2区・僕の十月

 ……やはり、出雲駅伝のエントリーに僕の名前はなかった。補欠にさえも。


 出雲駅伝は42.6キロ、6区間。単純に6で割れば7.1キロだ。

 その距離に対応できるスピードのない人間が走れる舞台じゃない。実際、部内に僕より5000mのタイムで上回る人間が22人、10000mのタイムで上回る人間が18人いる。スタミナに任せて最初から全速力でかっ飛ばそうとしても、相手がそれ以上に速くちゃ何の意味もない。相手を潰す前に、タスキを渡されてしまう。

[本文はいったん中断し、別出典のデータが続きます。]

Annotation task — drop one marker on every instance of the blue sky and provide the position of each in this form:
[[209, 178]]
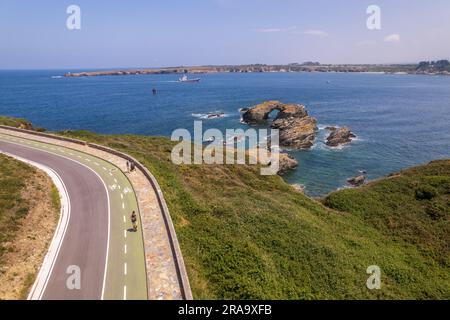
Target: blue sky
[[155, 33]]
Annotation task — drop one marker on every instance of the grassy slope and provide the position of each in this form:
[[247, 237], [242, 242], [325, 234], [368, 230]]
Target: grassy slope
[[248, 236], [16, 122]]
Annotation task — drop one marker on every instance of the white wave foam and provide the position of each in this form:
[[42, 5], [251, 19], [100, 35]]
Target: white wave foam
[[210, 115]]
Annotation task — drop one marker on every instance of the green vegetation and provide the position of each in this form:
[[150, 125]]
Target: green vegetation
[[413, 206], [13, 176], [247, 236]]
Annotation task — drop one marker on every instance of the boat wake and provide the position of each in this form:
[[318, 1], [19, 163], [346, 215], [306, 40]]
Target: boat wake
[[210, 115]]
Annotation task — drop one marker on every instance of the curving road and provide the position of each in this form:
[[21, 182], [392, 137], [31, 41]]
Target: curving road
[[96, 239]]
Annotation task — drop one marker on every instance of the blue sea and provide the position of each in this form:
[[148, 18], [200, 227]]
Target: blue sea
[[400, 120]]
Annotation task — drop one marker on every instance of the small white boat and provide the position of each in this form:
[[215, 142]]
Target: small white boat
[[185, 78]]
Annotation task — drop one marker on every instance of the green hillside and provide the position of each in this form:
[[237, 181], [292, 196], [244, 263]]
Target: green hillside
[[247, 236]]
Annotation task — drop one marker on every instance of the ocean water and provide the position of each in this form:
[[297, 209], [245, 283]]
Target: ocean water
[[400, 120]]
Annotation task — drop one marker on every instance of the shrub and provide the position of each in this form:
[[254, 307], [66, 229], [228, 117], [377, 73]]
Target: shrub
[[436, 210], [426, 192]]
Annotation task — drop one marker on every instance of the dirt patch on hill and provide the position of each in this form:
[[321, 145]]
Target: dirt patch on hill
[[26, 246]]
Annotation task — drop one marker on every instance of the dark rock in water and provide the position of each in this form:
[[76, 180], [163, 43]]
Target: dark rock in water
[[297, 129], [299, 187], [286, 163], [357, 181], [340, 136]]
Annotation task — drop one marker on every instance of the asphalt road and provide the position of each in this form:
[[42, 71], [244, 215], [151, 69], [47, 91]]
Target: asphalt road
[[97, 239]]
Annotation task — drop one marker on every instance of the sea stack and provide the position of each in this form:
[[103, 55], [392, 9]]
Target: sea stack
[[297, 128], [340, 136]]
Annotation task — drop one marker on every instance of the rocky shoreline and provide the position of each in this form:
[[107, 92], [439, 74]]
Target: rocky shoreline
[[262, 68], [297, 129]]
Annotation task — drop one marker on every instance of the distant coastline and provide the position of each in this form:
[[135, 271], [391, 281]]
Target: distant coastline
[[441, 67]]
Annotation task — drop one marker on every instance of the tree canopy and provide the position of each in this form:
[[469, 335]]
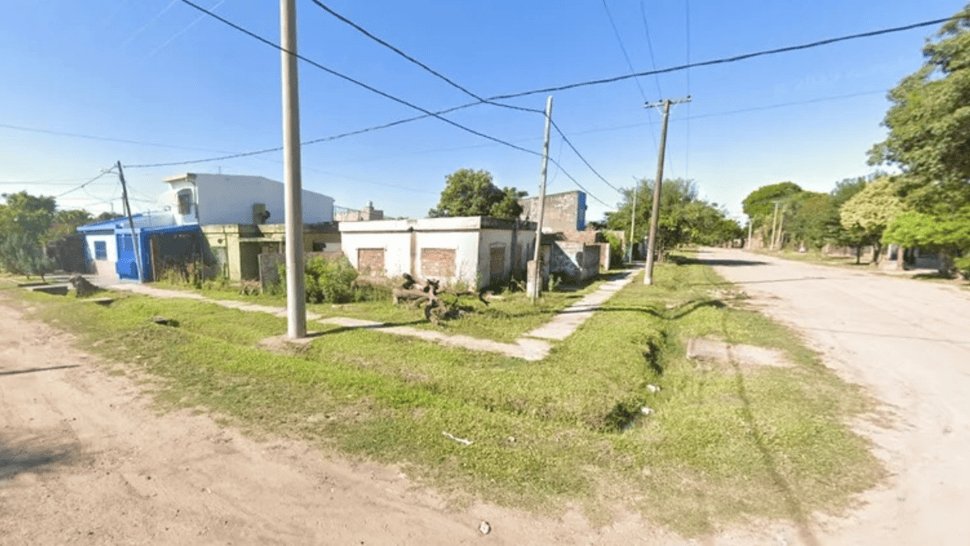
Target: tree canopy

 インカレでの柏崎の凄まじいばかりの走りを目の当たりにした僕は、柏崎に負けじとまでは思わないにせよ少しはスピードも身につけなければいけないと思いそちらの練習にも努める事にした。けれど、そんなのはみんなやっている事であり、当然の如く差が詰まるものではない。僕はテレビで出雲駅伝を見る事になった。




優勝 太平洋大学 2時間10分7秒

2位 徳政大学

3位 稲田大学

4位 甲斐学院大学

5位 天道大学 2時間11分59秒




 ……思わず絶句してしまった。

 あんなに速いはずの天道大が5位、しかも去年より50秒近くタイムを落としての。惨敗と言わざるを得ない。

「何が名誉挽回だ、これぞまさしく汚名挽回だ!」

 大木監督はそう選手たちを怒鳴り付けたらしい。箱根の汚名を「返上」するための戦いだったはずのこの出雲が、去年から3つも順位を落としての惨敗ではお話にならない。箱根の汚名を「挽回」してしまったも同然である。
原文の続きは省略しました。